Design and monitor success, kill, and leading indicators to make objective persist/pivot/stop decisions for AI projects based on threshold-driven signals.

Interactive Simulation

How to Use This MicroSim

Getting Started

  1. Observe the dashboard with 6 pre-configured signals across three types (success, kill, leading)
  2. Adjust current values using the sliders on the right panel to simulate different scenarios
  3. Watch the gauges update with color-coded zones (green/yellow/red)
  4. Monitor the recommendation banner that shows PERSIST, PIVOT, or STOP based on signal health
  5. Click "Simulate Time" to watch signals drift over time and practice real-time decision-making

Signal Types Explained

Success Signals (Green border): These measure positive outcomes you're trying to maximize. Examples: - Model accuracy on validation set - User engagement rate - Revenue generated - Customer satisfaction score

Kill Signals (Red border): These measure negative outcomes that could force project termination. Examples: - Error rate or bugs per release - Cost overrun percentage - Customer churn rate - Regulatory compliance violations

Leading Indicators (Blue border): These predict future success or failure before it happens. Examples: - Data labeling progress (predicts when model training can start) - Developer velocity (predicts delivery timeline) - Early user adoption rate (predicts long-term growth) - Model drift detection (predicts accuracy degradation)

Setting Good Thresholds

Green Threshold: The target you're aiming for. Reaching this means you're succeeding.

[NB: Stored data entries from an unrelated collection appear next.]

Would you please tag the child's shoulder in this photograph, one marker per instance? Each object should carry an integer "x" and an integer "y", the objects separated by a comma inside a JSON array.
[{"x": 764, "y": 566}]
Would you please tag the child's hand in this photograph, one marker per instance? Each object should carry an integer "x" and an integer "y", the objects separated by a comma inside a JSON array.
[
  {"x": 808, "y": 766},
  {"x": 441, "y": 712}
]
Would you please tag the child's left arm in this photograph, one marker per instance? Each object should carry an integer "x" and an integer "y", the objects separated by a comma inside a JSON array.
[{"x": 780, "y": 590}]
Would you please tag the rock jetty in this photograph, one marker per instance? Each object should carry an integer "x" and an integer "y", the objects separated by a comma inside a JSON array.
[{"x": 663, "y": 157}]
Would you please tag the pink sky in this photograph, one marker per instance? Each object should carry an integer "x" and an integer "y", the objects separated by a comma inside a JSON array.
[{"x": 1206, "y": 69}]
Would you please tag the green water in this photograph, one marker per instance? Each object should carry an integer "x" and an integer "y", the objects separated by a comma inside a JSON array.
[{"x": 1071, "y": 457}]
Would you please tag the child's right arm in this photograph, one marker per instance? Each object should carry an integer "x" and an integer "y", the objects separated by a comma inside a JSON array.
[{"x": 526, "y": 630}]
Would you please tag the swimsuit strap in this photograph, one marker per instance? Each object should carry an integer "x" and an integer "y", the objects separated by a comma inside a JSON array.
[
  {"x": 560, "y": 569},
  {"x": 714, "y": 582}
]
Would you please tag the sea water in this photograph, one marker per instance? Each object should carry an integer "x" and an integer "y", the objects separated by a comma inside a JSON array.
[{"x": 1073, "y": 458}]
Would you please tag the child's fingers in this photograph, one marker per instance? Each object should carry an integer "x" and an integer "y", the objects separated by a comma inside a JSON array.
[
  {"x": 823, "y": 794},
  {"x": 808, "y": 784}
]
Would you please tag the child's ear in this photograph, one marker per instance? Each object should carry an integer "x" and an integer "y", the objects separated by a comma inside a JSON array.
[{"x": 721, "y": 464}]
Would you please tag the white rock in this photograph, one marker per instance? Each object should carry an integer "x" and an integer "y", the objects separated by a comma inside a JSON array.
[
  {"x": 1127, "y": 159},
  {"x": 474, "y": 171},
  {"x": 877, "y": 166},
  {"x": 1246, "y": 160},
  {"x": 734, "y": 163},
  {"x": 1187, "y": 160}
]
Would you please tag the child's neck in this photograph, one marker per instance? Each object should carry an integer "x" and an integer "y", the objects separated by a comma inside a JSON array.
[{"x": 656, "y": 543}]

Yellow Threshold: The warning zone. Not failing yet, but attention needed.

Red Threshold: The danger zone. Below this (for success) or above this (for kill) signals serious problems.

Example: Model Accuracy (Success Signal) - Green: ≥ 90% (excellent performance) - Yellow: 75-89% (acceptable but needs improvement) - Red: < 75% (unacceptable, requires pivot or stop)

Example: API Latency (Kill Signal) - Green: < 100ms (fast response) - Yellow: 100-500ms (sluggish but tolerable) - Red: ≥ 500ms (unacceptable user experience)

Using the Time Simulation

Click "Simulate Time" to watch signals evolve over time. This helps you: - See how trends develop before thresholds are crossed - Test different scenarios (what if accuracy declines slowly vs. suddenly?) - Practice decision-making under changing conditions - Understand leading indicators that predict future state

Click "Reset" to return to the default values and start fresh.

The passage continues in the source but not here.